Notor est le pseudonyme choisi par un personnage singulier, d’une certaine manière attachant et en tout cas original : Marie, Alexandre, Gabriel, vicomte de Roton (1865-1964) . Dans ce que ses proches appellent la première partie de sa vie, il fit des voyages avec sa mère, devenue veuve à 23 ans, et avec son jeune frère, jusqu’à son mariage à l’âge de 45 ans.
Il fit des études à Paris, fut pour un temps condisciple de Victor Bérard et, en 1883-1884 (en classe de rhétorique), de Paul Claudel, au lycée Louis le Grand. Par la suite, il fut élève de l’Ecole du Louvre et auditeur libre à l’Ecole des Chartes.
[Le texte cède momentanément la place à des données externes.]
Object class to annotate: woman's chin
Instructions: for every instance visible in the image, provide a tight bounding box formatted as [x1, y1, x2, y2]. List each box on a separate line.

Dans la deuxième partie de sa vie qu’il passa essentiellement au château de Rayne Vigneau, à Bommes (près de Sauternes), dans la propriété de sa belle famille, il se consacra principalement à la réalisation et à la promotion de ses ouvrages et à la constitution d’une collection de minéraux qui comportait plus de 20 000 pièces à la fin de sa vie. Pendant la guerre de 14-18, n’ayant pas eu l’autorisation de s’engager dans les armées (il avait 49 ans en 1914), il créa à Bommes, avec le concours des propriétaires du château Yquem, un hôpital pour la convalescence des soldats blessés (l’hôpital auxiliaire 301). Il fut maire de Bommes de 1919 à 1935 et devint un notable de la Gironde. Malgré une surdité qui s’aggrava au fil des ans, il poursuivit jusqu’à la fin de sa vie ses activités culturelles. Il s’éteignit en 1964, alors qu’il allait entrer dans sa centième année.
Né en 1865 dans les dernières années du second Empire et décédé au milieu du siècle suivant, il apparaît comme un gentilhomme de la noblesse terrienne et comme un notable éclairé, préservant au vingtième siècle des usages, des valeurs et des comportements de l’ancien temps. Certaines de ses attitudes en faisaient un personnage original. Le château de Rayne Vigneau, premier grand cru de Sauternes, appartenait à sa belle famille et, étant sur place, c’est lui qui en assurait la gestion, ce qui l’intéressait autant que ses dessins et ses gemmes dont il confiait la taille aux ateliers de Royat. Il ouvrit alors chez lui un musée minéralogique régional, présentant « plus de douze mille pièces rares, dont 2000 sont taillées et polies selon les principes mêmes du diamant » . (1)
Ce personnage singulier était en quête de reconnaissance scientifique. Pour promouvoir sa collection minéralogique, il entra en correspondance avec des hommes de sciences reconnus, et donna 2000 minéraux de sa collection à diverses institutions scientifiques, à des musées et laboratoires de France, d’Europe et d’Amérique. D’une certaine manière, nous le verrons, c’est la même attitude qui le conduisit à chercher pour ses images grecques une reconnaissance universitaire.
Il fut vice-président du syndicat viticole de la région de Sauternes et de Barsarc, mais il accordait sans doute plus d’importance à sa présence dans de nombreuses sociétés académiques : il fut vice-président de l’Académie Montesquieu, membre associé de l ’Académie nationale des Sciences, Belles lettres et Arts de Bordeaux, membre de la société archéologique de Bordeaux, de la société des écrivains d’Aquitaine ; de l’association Guillaume Budé, de la société linnéenne de Bordeaux, de la société française de minéralogie et de cristallographie, de la société d’Histoire naturelle de Toulouse et de la société des Amis du Muséum de Paris ; il était correspondant de l’Académie d’Athènes et de l’Académie internationale de la céramique à Genève ; il fut vice-président du syndicat des journalistes et écrivains, membre du comité France-Grèce et de la société Paul Claudel. Il aimait à dire que son existence avait été « presque exclusivement consacrée au triple culte des Sciences, des Lettres et des Arts » . (2)
(1) Charles Dormontal, Sauternes « Pays d’or et de diamant », 1930, p. 152. Charles Dormontal [pseudonyme de Charles Roche] était le fils d’Oscar Roche, pendant longtemps régisseur du premier cru de Sauternes qui appartenait à la famille du vicomte de Roton. Le vicomte de Roton considérait Charles Dormontal comme son fils spirituel.
(2) « Curriculum vitae » établi par le vicomte de Roton, archives de M. et Mme Vinot Préfontaine.